No, I'm from Michigan, but I was in the service with a lot of people from Joisy. (Quite a few of whom were given the proverbial "choice" by a judge)


----------



## John P (Sep 1, 1999)

Just Plain Al said:


> You're from Jersey, Blackace? What exit?  (couldn't resist)


 That joke has changed since the governor came out of the closet. Now it's "What entrance?"


----------



## terryr (Feb 11, 2001)

Boy, I'd hate to carry that through the woods looking for drunk bears.

Actually, that's JohnPs audition photo for Punisher 2.
Merriman plays the know it all assistant.
Heiki is the love interest.


----------



## John P (Sep 1, 1999)

I wouldn't shoot a bear with a .223! It'd just piss him off! That's just a fancy woodchuck gun.


----------



## XactoHazzard (May 20, 2003)

Blackace, Exit 50? is that 295 or NJTP? I was not aware the numer went that high on the TP... I'm Exit 3 on the NJTP... 
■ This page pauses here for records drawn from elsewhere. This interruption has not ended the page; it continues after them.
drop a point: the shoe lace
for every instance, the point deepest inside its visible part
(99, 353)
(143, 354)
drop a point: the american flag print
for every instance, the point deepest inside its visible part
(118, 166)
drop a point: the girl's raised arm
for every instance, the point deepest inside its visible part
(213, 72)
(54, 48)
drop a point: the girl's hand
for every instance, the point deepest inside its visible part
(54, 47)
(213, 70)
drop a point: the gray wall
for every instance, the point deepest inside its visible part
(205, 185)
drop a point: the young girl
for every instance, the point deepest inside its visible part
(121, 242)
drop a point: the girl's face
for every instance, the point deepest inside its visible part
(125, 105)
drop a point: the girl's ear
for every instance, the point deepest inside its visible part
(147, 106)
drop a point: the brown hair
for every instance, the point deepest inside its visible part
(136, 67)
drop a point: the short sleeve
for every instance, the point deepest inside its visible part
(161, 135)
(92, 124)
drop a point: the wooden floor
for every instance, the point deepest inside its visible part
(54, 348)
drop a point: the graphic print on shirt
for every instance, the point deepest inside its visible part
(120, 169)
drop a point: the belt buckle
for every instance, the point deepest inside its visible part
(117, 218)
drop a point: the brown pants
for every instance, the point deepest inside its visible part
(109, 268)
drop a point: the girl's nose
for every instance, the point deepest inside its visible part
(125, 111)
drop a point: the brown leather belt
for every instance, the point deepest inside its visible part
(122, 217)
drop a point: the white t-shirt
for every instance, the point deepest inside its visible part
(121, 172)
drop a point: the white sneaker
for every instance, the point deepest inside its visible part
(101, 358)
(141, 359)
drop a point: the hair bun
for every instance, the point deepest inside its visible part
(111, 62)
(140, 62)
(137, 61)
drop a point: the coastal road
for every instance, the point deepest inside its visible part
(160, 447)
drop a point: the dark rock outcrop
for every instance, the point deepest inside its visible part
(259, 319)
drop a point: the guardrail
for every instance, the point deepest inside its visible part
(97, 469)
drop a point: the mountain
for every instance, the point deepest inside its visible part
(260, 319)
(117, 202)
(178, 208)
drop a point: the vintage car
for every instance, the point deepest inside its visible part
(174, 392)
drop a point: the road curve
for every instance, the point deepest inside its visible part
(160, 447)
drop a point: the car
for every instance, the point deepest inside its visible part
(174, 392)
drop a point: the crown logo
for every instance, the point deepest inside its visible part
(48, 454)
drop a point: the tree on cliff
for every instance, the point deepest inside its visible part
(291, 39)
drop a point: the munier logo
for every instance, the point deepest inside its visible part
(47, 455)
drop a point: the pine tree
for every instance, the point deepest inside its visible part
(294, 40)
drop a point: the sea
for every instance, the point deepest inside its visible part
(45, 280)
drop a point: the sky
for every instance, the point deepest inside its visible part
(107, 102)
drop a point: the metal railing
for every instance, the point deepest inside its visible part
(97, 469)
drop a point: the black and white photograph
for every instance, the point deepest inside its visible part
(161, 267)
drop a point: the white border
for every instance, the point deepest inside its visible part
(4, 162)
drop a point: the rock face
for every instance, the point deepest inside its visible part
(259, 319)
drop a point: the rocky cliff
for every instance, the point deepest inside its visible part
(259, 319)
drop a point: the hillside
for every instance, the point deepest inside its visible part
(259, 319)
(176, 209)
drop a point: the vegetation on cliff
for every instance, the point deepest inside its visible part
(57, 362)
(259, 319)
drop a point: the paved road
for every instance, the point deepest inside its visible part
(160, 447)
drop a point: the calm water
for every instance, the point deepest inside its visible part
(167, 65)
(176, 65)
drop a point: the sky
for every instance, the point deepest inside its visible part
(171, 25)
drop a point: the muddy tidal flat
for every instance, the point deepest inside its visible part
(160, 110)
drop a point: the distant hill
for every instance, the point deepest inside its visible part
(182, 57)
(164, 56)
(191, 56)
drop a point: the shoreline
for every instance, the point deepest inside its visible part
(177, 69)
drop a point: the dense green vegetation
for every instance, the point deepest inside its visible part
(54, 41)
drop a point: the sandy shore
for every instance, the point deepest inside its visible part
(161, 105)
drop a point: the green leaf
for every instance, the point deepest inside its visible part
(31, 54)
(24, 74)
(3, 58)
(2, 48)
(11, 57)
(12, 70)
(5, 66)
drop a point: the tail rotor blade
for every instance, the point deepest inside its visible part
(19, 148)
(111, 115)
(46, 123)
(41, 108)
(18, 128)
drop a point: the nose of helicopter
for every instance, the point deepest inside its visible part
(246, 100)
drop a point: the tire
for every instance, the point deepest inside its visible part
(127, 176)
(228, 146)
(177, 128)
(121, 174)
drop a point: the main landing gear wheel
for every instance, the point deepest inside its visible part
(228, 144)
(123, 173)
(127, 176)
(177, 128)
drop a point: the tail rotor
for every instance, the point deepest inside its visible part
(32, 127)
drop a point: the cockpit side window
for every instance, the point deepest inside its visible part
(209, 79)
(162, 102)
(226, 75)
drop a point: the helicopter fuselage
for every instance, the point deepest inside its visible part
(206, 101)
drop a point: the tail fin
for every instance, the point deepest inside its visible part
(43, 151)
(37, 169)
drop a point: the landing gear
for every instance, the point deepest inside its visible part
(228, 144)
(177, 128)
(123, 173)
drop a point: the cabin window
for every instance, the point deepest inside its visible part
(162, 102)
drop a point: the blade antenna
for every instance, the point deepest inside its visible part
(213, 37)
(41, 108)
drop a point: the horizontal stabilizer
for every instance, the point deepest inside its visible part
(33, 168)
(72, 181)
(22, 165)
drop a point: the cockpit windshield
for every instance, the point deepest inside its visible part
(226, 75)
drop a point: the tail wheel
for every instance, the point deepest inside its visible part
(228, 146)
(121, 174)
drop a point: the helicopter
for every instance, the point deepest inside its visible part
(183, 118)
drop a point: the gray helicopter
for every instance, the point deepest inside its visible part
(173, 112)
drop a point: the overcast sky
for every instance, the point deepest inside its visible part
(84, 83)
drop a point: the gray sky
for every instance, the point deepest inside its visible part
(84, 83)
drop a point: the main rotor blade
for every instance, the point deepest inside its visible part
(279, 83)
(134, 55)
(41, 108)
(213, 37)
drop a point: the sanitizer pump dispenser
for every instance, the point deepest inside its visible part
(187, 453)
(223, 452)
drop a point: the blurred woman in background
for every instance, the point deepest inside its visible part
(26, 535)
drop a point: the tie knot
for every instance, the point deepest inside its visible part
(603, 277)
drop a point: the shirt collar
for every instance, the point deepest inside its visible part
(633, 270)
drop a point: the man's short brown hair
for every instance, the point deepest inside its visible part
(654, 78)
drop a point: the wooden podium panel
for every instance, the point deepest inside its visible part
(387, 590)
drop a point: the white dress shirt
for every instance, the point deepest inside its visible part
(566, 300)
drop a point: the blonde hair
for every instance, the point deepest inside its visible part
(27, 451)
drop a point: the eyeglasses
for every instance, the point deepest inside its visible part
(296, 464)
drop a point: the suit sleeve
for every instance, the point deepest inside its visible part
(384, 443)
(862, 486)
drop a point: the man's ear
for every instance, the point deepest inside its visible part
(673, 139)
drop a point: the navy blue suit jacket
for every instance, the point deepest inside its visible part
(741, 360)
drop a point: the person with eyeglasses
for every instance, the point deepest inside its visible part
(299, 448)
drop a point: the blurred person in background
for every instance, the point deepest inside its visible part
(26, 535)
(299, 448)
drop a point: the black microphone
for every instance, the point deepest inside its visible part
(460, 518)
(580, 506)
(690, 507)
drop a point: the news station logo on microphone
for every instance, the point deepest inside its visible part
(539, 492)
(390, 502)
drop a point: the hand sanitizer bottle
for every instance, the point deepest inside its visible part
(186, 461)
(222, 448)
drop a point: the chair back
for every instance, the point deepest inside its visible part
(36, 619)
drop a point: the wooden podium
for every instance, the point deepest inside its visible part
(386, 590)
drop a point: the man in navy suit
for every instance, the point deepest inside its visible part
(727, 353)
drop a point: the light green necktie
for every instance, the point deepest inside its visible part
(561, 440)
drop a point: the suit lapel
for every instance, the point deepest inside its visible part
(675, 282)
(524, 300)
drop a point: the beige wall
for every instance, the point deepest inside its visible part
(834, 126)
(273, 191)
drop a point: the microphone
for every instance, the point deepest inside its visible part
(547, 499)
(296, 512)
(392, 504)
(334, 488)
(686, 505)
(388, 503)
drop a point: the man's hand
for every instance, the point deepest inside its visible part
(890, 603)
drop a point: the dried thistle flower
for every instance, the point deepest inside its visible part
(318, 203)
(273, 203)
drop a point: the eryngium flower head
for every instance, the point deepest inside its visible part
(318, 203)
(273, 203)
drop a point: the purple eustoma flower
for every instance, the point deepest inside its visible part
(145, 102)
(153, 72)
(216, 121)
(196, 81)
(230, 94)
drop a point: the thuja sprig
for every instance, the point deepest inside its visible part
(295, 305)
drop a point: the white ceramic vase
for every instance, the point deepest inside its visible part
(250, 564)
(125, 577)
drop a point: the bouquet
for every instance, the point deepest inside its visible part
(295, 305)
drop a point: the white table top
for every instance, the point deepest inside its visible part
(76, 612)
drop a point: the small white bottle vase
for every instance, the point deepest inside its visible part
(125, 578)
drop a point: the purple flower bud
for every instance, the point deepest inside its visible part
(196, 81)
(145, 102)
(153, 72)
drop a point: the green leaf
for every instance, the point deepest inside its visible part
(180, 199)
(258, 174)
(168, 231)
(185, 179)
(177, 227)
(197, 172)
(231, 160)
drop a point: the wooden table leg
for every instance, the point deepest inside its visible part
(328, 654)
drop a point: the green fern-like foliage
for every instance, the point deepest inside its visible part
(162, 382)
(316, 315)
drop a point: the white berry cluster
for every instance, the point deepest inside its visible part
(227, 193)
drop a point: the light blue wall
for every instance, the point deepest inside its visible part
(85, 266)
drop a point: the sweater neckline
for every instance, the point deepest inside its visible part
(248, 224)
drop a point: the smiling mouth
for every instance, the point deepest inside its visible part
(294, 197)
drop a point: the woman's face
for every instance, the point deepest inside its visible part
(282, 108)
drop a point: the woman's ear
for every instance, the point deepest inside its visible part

As for the show yeah we should see what day everyone is going and maybe do lunch. I think I'm going Saturday... Robert Englund would be able to see my house from his room. 

Travis


----------



## John P (Sep 1, 1999)

I'd use Turnpike exit 18 (but I work down by 16), and Parkway exit 160 (but I work near 153).


----------



## blackace (Aug 17, 2004)

I am off the GSP Exit 50


----------



## John P (Sep 1, 1999)

Waaaay down south of me!


----------



## blackace (Aug 17, 2004)

Yea I am about 40 minutes from AC.


----------



## John P (Sep 1, 1999)

Furthest south I ever went on the GSP was Tom's River. I think it was exit 86 @ route 35. That was a 2-hour drive.


----------



## blackace (Aug 17, 2004)

Yea thats about a 20 minute ride for me. My wife and her family are from Clifton. We used to go there every weekend to see them. Now they live in Brick. Thats about the same distance as AC just opposite direction.


----------



## blackace (Aug 17, 2004)

I noticed there are a lot of people from here and on the Clubhouse are from Jersey. I think NJ must be the Garage Kit capitol.


----------



## John P (Sep 1, 1999)

It's the home state of the Chiller Theater Convention, Model Maniacs magazine, and Scarlet Street magazine .


----------



## XactoHazzard (May 20, 2003)

We maybe representing here in Jersey but I always was jealous of all the modeling action going on in Middle America, especially the Ohio, Illinois area... If I lived out there I would try so hard to get a graphics job with Randy Bowen's company and there seems to be SO MONEY hobby shops out there.

I'm not sure what GSP exit I am b/c I never travel it... If I go to "the Shore" I take Rt. 70 to LBI, Seaside and Rt. 55 to Wildwood, Cape May and if I ever go to AC I take the good ol' AC Expressway. I can't remember the last time I was on the Parkway. I take the NJTP to Chiller twice a year and that's it.

Travis


----------



## blackace (Aug 17, 2004)

I work in AC and take the GSP and Expressway everyday.


----------